What the energy sector can learn from the Edelman Trust Barometer

Posted by Sara Hawthorn
Image shows a compass pointing at Trust

This year’s Edelman Trust Barometer was a stark look at the reality of public perception of businesses. A deep mistrust has settled over the actions of businesses, the media and government with over half the respondents stating that capitalism as it works today does more harm than good in the world. 

Ouch. 

In a complex and multifaceted sector like energy the report provides some useful takeaways and considerations from a stakeholder communication point of view. For example, the report found that out of the four groups of NGO, Government, Media and Business not one was considered both ethical and competent. 

Businesses were found to be more competent (only slightly – 14 on a sliding scale of -50 to +50) but less ethical at -2. There’s definite room for improvement. And lots of it. For companies working in the energy sector this presents an opportunity to review how and what they’re communicating to different stakeholder groups. Especially because according to the Barometer what businesses are perceived to be best at is:

  • Generating value for owners
  • Being the engine of innovation
  • Driving economic prosperity

 

Opportunity for change

At least two of those areas are prime stakeholder communications for the energy and, in particular, the renewables sector. As the wider public begins to think more consciously about what they consume, their impact on the environment and the ethical implications of purchases, communicating sustainability efforts with transparency and regularity is becoming a necessity for any business in this area. 

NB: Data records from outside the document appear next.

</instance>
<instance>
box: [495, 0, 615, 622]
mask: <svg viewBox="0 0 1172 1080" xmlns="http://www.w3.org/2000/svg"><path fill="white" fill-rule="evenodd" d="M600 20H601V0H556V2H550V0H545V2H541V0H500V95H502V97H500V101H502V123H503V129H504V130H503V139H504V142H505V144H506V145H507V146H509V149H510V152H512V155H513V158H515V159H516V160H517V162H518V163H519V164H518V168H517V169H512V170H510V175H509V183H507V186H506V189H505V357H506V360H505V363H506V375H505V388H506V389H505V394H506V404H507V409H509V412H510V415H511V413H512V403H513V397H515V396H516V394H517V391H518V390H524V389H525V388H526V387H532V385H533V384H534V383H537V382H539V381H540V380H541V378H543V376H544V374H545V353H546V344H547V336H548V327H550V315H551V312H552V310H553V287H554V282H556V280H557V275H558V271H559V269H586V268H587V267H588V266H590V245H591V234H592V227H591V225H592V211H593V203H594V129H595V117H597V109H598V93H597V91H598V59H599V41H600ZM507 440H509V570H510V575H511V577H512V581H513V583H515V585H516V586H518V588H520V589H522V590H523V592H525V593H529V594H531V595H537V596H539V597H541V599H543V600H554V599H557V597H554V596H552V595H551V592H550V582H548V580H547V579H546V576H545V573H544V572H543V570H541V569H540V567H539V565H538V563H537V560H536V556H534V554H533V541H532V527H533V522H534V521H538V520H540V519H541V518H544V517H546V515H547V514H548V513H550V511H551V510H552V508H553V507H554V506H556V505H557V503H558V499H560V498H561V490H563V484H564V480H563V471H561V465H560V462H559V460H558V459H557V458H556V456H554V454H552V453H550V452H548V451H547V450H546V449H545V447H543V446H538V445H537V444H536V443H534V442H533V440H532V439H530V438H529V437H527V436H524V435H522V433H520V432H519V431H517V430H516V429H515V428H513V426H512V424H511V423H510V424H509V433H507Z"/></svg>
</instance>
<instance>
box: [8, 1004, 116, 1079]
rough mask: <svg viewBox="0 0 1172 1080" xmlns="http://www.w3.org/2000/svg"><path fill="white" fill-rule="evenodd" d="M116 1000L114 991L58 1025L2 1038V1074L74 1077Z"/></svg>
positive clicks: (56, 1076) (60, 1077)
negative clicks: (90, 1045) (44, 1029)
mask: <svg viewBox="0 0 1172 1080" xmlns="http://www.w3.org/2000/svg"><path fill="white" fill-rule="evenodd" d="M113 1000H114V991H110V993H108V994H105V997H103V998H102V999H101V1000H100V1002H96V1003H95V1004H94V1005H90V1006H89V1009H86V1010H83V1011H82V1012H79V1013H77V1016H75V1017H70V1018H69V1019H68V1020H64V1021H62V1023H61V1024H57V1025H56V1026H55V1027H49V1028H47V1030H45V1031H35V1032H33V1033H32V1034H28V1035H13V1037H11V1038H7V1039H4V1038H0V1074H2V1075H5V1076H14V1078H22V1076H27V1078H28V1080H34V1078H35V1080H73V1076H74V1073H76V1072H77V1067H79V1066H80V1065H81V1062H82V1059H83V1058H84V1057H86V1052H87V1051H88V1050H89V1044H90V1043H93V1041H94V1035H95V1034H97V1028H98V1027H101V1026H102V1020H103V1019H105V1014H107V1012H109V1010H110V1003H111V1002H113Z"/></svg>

Results from the Edelman Trust Barometer showed that the public is more forgiving of mistakes if a company or business is believed to be ethical. Essentially, try to do good and we’ll forgive a few mistakes. 

This is both interesting and shaky ground. On one hand, it offers the opportunity for energy-related businesses to realign their values and work alongside PR and comms teams to build strong two-way communications between the company and stakeholders. On the other it could potentially lead to businesses paying lip service to ethical and/or sustainable practices and mistakenly believing they’ll always be forgiven if they at least look like they’re trying. 

Increasingly, this latter approach is difficult for businesses to get away with and is a big reason why public relations consultancy and guidance at a senior level is the smart move for companies operating in a world of mistrust and misinformation as the report from Edelman indicates.

 

The way forward

The results from the Barometer indicate that businesses are perceived unlikely to be both competent and ethical which means over the course of the next year businesses have a choice to confirm or disprove this through their actions and words. Listening and responding, rather than pushing out a singular message, will become an important part of any public relations strategy. As the climate emergency, issues around energy generation and supply, and consumer consumption continue to be at the forefront of the news agenda, energy sector businesses will need to break out of entrenched strategies and tactics to engage with stakeholders in a more transparent, trust-building way.